Monday, 9 August, 1943
Family 14: Anne often sees a sharp contrast between her family and the Van Daans, who she often finds ridiculous and foolish. Her family is more close-knit and low-key.
Friday, 24 December, 1943
Family 15: Anne finds her own mother unable to be what she needs her to be, and so imagines the improved and ideal mother she would like to be someday. Anne does not feel close to her mother because she feels that Mummy treats her coldly and with indifference, and finds it impossible to talk to her.

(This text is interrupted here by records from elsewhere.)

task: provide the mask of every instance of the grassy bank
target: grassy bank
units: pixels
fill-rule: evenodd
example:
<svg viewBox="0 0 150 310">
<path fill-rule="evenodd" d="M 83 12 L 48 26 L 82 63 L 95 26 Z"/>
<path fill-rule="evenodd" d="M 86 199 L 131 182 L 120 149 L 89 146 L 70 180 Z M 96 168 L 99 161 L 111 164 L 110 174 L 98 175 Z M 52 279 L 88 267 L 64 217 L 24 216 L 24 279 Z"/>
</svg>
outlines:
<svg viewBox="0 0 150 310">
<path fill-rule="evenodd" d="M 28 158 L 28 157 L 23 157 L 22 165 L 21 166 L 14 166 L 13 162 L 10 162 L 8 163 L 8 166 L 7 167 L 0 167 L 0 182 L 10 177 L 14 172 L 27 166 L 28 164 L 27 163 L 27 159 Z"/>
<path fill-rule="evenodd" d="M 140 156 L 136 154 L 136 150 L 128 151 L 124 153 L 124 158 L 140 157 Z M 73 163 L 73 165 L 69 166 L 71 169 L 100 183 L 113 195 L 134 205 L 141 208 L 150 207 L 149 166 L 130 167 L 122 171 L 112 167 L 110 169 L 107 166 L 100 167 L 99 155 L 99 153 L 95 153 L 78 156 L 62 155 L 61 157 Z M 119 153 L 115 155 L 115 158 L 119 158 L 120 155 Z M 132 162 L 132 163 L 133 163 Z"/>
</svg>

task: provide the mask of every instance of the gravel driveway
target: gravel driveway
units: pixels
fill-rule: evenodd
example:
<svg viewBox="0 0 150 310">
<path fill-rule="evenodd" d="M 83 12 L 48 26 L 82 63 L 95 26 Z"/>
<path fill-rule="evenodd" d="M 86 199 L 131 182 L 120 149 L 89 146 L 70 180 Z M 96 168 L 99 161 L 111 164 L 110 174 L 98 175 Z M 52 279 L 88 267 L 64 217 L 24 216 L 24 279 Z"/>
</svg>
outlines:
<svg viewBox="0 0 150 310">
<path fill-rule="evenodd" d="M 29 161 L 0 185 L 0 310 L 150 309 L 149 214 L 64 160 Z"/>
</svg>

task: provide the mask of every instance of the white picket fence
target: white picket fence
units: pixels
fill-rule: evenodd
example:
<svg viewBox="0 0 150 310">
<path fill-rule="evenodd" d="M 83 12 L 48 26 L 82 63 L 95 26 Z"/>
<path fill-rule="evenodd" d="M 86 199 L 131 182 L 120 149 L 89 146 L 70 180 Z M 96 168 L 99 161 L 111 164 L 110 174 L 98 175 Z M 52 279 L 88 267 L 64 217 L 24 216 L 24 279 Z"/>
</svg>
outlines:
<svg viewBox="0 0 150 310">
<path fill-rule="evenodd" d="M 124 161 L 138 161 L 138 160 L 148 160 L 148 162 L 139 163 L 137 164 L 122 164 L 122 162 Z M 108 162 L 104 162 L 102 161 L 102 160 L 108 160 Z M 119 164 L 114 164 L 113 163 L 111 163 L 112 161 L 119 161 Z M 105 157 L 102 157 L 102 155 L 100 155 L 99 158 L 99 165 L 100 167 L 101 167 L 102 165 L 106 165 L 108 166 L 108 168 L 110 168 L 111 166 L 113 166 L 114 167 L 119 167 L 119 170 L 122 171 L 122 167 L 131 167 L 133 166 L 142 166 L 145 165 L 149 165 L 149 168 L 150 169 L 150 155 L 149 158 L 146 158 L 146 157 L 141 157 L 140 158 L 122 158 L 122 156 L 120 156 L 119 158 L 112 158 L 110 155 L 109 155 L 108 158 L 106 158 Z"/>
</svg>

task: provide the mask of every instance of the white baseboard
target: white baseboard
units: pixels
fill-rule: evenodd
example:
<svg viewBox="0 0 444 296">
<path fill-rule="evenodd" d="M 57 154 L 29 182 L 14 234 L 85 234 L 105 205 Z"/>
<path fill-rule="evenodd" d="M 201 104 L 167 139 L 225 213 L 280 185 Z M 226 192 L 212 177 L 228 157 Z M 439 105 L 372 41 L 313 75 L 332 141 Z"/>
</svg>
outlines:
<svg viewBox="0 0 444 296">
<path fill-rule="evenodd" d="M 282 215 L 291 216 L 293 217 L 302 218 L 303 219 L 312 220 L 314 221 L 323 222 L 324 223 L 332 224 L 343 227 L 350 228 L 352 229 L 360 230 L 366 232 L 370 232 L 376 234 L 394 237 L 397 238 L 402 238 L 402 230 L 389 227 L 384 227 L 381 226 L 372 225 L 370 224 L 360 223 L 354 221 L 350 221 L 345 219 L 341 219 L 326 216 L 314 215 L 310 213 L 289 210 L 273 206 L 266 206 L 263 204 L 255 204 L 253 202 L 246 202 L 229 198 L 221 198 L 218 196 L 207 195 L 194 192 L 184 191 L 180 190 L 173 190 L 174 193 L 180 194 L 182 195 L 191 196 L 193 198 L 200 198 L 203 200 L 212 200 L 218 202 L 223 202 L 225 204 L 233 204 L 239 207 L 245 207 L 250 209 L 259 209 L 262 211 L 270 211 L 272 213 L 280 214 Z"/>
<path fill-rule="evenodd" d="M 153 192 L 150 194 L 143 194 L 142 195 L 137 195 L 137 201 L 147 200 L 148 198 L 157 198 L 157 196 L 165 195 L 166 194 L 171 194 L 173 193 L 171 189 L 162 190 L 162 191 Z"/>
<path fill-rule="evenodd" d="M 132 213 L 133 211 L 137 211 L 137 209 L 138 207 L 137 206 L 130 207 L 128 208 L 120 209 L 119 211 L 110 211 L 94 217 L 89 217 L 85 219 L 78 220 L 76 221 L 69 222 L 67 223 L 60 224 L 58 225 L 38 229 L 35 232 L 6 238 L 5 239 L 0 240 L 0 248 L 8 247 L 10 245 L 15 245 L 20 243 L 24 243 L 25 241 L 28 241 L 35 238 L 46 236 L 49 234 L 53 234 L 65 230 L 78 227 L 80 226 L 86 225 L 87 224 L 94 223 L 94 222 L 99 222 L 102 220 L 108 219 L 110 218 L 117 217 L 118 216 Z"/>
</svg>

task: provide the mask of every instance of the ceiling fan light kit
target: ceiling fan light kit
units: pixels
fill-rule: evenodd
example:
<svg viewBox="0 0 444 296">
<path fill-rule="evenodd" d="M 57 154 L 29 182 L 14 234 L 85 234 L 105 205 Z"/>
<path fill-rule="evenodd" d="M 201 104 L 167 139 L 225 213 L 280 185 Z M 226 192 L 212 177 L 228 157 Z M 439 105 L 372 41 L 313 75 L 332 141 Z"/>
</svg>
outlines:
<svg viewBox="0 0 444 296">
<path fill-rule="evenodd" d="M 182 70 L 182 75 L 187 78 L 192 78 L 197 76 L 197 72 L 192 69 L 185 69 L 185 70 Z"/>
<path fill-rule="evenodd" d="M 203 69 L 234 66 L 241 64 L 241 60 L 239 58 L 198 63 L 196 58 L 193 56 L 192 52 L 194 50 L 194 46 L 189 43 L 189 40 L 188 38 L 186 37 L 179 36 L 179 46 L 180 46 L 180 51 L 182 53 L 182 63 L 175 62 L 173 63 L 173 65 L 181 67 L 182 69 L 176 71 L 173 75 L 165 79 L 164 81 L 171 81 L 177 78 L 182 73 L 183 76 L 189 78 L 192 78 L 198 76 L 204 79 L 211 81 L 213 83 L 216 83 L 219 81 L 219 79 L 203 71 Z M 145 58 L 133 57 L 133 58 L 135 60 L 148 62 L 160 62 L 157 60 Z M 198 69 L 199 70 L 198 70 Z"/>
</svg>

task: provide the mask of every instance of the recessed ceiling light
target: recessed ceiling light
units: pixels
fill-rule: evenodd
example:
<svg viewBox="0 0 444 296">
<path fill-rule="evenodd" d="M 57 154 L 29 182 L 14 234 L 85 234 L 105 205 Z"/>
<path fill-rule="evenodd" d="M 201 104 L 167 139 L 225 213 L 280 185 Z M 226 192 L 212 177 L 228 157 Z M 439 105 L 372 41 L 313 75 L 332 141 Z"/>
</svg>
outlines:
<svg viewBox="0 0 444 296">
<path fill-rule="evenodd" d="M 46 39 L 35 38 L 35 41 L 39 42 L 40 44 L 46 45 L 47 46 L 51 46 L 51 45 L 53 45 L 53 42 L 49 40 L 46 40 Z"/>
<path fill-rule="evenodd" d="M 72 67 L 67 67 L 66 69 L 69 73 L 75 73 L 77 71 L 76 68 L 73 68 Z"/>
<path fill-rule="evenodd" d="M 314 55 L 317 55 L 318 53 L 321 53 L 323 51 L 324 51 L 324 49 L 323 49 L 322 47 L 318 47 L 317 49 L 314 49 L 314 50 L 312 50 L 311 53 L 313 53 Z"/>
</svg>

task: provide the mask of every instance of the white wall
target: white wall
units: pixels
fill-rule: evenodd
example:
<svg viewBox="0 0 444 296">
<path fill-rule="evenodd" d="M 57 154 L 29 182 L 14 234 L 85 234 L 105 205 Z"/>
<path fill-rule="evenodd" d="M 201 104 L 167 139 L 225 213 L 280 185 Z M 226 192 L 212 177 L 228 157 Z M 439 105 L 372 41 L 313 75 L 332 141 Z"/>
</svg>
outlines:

Saturday, 25 December, 1943
Family 16: Anne feels very close to her father and as a result, she strives to achieve some of his traits, such as his modesty.
Sunday, 2 January, 1944
Family 17: Though in the past, Anne has felt cold toward her mother, she is ashamed that she has upset her, and she wishes to improve their relationship.
Friday, 17 March, 1944
Family 18: Anne and Margot are both frustrated that their parents treat them like children, for in hiding they have grown very mature inside. Anne's mother is still not living up to her expectations, and Anne still finds it difficult to be close to her.
Monday, 20 March, 1944
Family 19: Anne has grown closer to Margot, and worries that she feels left out when she goes to talk to Peter. Margot tells her that she is used to being the odd one out anyway. Anne grows closer to Margot throughout the course of the hiding, and comes to consider her a real friend.
Tuesday, 11 April, 1944
Family 20: Anne knows that she has already surpassed her mother's achievements by being so strong and independent at such a young age. She does not want to be a housewife like her mother and Mrs. Van Daan, and strives to be more like her father.
Friday, 5 May, 1944
Family 21: Anne has always been very close to her father, but she believes that he did not properly handle the struggle she was going through. In addition, she is angry that he does not trust her to visit Peter upstairs.
Sunday, 7 May, 1944
Family 22: Anne is ashamed that she has hurt her father's feelings. She realizes that she still has a lot to learn, and she realizes her capacity to hurt people.
Saturday, 15 July, 1944
Family 23: Anne does not like that her father treated her struggle to find and improve herself as nothing out of the ordinary. She sees herself differently than she thinks others see her.